Cellulite
Aktualisiert am: 30.04.2008
Teil 1: Cellulite, na und?
Teil 2: Anti-Cellulite-Strategien
Teil 3: Was Sie vermeiden bzw. tun sollten
Was Sie vermeiden bzw. tun sollten
Die Hauptursachen für Cellulite sind genetische Prädisposition, Fett in den Hautzellen zu speichern, sowie schwaches Bindegewebe.

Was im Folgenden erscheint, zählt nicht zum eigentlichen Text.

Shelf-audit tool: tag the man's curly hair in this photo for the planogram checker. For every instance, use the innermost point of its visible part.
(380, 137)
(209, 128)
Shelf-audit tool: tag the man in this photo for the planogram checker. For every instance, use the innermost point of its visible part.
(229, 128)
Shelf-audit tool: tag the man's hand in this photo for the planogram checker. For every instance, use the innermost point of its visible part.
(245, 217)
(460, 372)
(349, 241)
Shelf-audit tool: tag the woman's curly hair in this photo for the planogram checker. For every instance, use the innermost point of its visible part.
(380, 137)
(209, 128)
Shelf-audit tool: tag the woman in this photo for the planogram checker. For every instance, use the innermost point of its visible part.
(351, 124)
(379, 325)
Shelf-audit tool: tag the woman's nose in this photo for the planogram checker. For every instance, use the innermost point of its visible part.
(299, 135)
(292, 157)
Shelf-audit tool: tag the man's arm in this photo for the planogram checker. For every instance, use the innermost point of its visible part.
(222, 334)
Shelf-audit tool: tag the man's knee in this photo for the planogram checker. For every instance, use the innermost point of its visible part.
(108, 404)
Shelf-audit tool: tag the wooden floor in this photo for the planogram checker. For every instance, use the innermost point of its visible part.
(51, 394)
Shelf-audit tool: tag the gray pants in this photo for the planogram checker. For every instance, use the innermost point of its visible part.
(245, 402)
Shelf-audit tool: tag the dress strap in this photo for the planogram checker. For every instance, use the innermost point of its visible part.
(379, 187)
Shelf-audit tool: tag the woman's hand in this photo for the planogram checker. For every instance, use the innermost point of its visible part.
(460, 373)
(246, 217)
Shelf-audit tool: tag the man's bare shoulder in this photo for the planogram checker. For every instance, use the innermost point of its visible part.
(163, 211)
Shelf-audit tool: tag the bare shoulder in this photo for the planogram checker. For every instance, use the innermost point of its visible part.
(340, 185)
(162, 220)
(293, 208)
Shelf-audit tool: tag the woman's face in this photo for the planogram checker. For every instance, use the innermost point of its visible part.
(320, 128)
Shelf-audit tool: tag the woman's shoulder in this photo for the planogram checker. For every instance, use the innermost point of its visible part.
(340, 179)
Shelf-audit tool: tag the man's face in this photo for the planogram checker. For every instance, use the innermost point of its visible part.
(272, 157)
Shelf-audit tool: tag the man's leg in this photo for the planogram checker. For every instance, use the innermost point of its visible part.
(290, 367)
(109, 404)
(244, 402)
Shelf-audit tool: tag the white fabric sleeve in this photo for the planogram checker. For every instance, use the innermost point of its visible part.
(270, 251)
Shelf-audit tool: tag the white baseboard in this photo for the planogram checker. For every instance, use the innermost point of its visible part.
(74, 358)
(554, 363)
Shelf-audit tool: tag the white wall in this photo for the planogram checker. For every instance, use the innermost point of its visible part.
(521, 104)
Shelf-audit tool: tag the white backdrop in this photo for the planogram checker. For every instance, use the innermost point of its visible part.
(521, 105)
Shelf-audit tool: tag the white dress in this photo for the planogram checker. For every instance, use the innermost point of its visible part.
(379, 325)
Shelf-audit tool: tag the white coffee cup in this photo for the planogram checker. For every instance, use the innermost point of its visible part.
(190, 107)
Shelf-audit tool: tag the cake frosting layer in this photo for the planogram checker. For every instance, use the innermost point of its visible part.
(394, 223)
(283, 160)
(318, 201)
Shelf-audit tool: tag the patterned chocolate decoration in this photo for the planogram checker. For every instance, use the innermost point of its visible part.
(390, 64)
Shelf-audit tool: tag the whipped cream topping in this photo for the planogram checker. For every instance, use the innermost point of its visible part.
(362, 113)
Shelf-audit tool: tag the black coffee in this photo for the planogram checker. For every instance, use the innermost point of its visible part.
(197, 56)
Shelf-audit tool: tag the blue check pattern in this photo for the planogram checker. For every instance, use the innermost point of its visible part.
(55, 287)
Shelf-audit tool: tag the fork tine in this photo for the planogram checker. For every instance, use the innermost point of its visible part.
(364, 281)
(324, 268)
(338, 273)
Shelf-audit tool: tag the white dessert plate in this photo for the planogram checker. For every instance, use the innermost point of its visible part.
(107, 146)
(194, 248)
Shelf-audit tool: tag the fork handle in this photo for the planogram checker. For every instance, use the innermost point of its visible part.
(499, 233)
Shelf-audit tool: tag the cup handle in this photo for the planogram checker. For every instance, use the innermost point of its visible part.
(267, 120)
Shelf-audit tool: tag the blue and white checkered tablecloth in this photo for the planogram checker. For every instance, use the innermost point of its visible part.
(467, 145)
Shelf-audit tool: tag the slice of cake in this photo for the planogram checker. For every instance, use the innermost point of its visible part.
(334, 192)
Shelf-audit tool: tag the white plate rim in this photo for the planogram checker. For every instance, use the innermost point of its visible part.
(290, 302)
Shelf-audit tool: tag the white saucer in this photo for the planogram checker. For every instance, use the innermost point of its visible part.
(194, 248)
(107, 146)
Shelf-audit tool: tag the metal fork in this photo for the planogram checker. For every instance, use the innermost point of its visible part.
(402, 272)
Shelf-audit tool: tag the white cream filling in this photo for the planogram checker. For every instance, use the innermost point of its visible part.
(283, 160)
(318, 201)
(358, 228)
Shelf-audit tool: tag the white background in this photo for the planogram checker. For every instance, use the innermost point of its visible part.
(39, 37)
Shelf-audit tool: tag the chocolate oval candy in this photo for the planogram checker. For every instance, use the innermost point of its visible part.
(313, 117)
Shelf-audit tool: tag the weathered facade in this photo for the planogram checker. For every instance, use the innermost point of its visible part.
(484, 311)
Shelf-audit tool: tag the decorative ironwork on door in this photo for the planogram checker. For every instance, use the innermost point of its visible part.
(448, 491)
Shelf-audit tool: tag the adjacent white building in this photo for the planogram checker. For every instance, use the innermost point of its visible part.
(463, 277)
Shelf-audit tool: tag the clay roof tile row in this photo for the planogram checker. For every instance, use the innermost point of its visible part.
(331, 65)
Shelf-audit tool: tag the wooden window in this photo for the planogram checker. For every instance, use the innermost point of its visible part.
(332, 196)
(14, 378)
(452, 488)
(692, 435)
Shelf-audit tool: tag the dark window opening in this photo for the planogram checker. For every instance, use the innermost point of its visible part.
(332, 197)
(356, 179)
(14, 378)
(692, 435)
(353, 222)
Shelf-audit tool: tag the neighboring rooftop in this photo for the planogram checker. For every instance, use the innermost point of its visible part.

Fehlt es der Haut an Festigkeit, entstehen unter ihrem Fasergeflecht "taschenartige" Hohlräume, wo sich Wasser und Fettzellen einnisten. Dies bewirkt an der Hautoberfläche die typische Struktur der Orangenhaut. Verschlimmert wird diese auch durch Übergewicht. Deshalb ist es wichtig, Cellulite von mehreren Seiten und regelmäßig zu bekämpfen, um langfristige Ergebnisse zu erzielen.
Um der Cellulite Herr zu werden, raten wir, folgende Punkte zu vermeiden:
- Jo-Jo-Diäten: Das Gewebe wird ständig strapaziert und die Bildung der Fettzellen gefördert.
- Heftige Massage: Statt der gewünschten Straffung wird das Gewebe durch unmerkliche Entzündungen geschädigt, in der Folge die Hautalterung beschleunigt und die Elastizität des Gewebes zerstört.
- Schlechter Sitz: Durch übereinandergeschlagene Beine wird die Durchblutung in den Oberschenkeln stark behindert und so Orangenhaut gefördert.
- Unausgewogene Ernährung: Kohlenhydratreiche und fette Nahrung sind die ideale Basis für Cellulite, denn überschüssige Stoffe werden an den Problemzonen als Energiespeicher angelegt.
- Starkes Rauchen: Nikotinkonsum ist die beste Vorraussetzung für diese unschönen Dellen, da es dem Körper Vitamin C entzieht und die zerstörerischen freien Radikale produziert.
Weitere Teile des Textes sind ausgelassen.